++
MEMASUKI kawasan Krueng Geukuh, suasana kembali sepi. Hanya beberapa kendaraan roda empat yang melintas. Wajah Irwan terlihat sedikit tegang. Pasalnya, dari informasi yang didapatnya, dari kawasan tersebut hingga Krueng Mane, tentara republic sering menggelar razia kendaraan.
“Bismillah,” ujarnya pelan tapi suaranya sampai juga ke telinga Teungku Fiah.
“Isya Allah tuhan bersama kita, anakku. Isya Allah aman,” ujar Teungku Fiah tiba-tiba. Mendengar ucapan Teungku Fiah, Irwan justru merasa tak enak hati. Ia seolah menebar ketakutan kepada dua pasukan nanggroe dan keluarga yang sedang di antarnya tersebut.
Keselamatan mereka bersama kini ada di tangannya.
“Teungku mohon dibaca doa peurabun beh. Masih ada ilmu di pesantren dulu kan,” ujar Irwan lagi mencoba bercanda.
Teungku Fiah mengangguk. Ia terlihat berkomat kamit serius. Entah apa yang sedang dibacanya. Demikian juga Mustafa.
Memasuki kawasan Bungkah, jalanan terlihat lebih padat. Sejumlah mobil terlihat antri dan melaju dengan kecepatan lambat. Irwan mulai berkeringat dingin. Namun ia mencoba menenangkan diri.
“Teungku, sepertinya memang ada razia di depan,” ujarnya kemudian.
Sakdiah dan istri Mustafa berwajah pucat. Namun Teungku Fiah justru bersikap biasa. Mustafa sendiri masih bermulut komat-kamit seperti orang yang sedang membaca doa.
“Isya Allah aman. Jalan terus,” ujar Teungku Fiah dengan nada penuh keyakinan.
Dari kejauhan, beberapa pria berpakaian loreng terlihat menenteng senjata laras panjang. Jumlah mereka mencapai belasan orang. Ada sejumlah mobil yang diperiksa. Beberapa penumpang diturunkan dan baju mereka dicopot.

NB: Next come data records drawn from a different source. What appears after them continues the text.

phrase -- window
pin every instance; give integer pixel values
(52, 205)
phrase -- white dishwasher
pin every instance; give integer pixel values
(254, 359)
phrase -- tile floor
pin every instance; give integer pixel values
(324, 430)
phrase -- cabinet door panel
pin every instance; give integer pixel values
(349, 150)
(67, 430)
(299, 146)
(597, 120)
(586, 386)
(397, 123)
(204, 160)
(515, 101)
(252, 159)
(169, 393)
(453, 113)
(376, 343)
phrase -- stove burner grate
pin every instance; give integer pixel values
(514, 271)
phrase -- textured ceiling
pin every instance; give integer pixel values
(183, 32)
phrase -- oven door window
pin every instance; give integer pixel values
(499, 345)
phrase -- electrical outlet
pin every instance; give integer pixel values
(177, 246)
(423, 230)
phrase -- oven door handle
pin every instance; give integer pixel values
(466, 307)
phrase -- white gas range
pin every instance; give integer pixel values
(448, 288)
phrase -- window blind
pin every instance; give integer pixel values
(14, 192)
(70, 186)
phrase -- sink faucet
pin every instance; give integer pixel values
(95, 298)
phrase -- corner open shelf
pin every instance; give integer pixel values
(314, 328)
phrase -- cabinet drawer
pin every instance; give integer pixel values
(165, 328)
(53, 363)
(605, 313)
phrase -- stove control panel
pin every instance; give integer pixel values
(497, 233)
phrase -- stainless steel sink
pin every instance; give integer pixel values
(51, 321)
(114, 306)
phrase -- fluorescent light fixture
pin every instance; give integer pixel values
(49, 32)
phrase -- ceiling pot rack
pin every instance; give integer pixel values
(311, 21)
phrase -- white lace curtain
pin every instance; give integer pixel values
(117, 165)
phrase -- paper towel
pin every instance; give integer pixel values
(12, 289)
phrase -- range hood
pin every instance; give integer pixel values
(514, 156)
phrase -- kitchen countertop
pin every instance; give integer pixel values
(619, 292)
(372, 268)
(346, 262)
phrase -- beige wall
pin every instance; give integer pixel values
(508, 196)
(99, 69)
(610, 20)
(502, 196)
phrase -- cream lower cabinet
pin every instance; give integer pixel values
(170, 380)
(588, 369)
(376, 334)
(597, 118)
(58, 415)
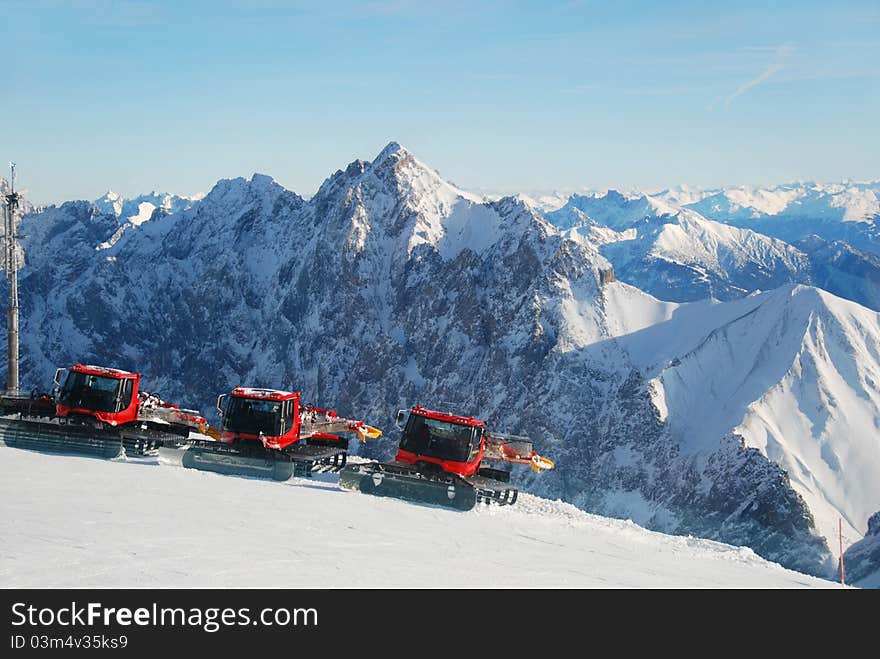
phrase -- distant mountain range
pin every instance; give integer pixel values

Sedangkan mobil L300 yang disupiri Siwan hanya berjarak 5 meter dari pengeledahan tadi. Atau mobil ketiga yang akan diperiksa.
“Ya Allah, selamatkan kami,” ujar Irwan pelan.
Usai pemeriksaan dua mobil di depan, seorang pria berpakaian loreng berjalan ke arah mereka. Pria itu menenteng senjata dengan posisi siaga.
Pria itu memasang wajah masam. Ia mengamati isi mobil dengan seksama. Pandangannya kemudian beralih ke Irwan.
“Mau kemana malam-malam?” tanya pria itu.
Irwan terdiam. Ia mencoba menguasai diri serta tak salah tingkah di depan tentara itu. Salah tingkah justru akan membuat sang tentara semakin curiga dan akhirnya mereka tertangkap.
“Malam pak. Mau ke Banda Aceh. Lagi kejar setoran,” ujar Irwan asal. Sang tentara kembali melihat isi mobil. Pandangannya datar.
“Bisa lihat KTP, SIM dan kelengkapan surat kendaraan?” ujar tentara itu lagi. Irwan mengangguk dan menyerahkan semua keterangan yang diminta oleh sang tentara. Saat meminjam mobil L300 tadi, Irwan memang meminta kelengkapan surat untuk mengantisipasi keadaan seperti sekarang.
Yang jadi kekhawatiran Irwan, justru jika tentara meminta KTP milik Teungku Fiah dan keluarga di dalam mobil. Pasalnya, sejumlah mobil di depan mereka, para penumpangnya dipaksa turun semua. Baju penumpang laki-laki bahkan diminta copot untuk melihat hal-hal yang mencurigakan.
“Coba buka bagian belakang. Saya mau lihat isinya,” ujar Tentara itu lagi. Dua tentara lainnya mendekati Irwan. Irwan kembali membuka bagian belakang mobil. Isinya adalah tas pakaian istri Mustafa dan Sakdiah.
Namun ketiga tentara tak menyentuh barang tersebut sedikitpun. Ini membuat Irwan keheran-heranan.
“Mobil kosong begini, kenapa memutuskan untuk tetap narik malam-malam?” ujar seorang tentara lainnya.
Irwan terdiam. Ia seolah tak percaya dengan apa yang disampaikan oleh para tentara tersebut.
“Menjemput rombongan dari Banda Aceh untuk pulang ke Panton Labu, pak,” ujar Irwan.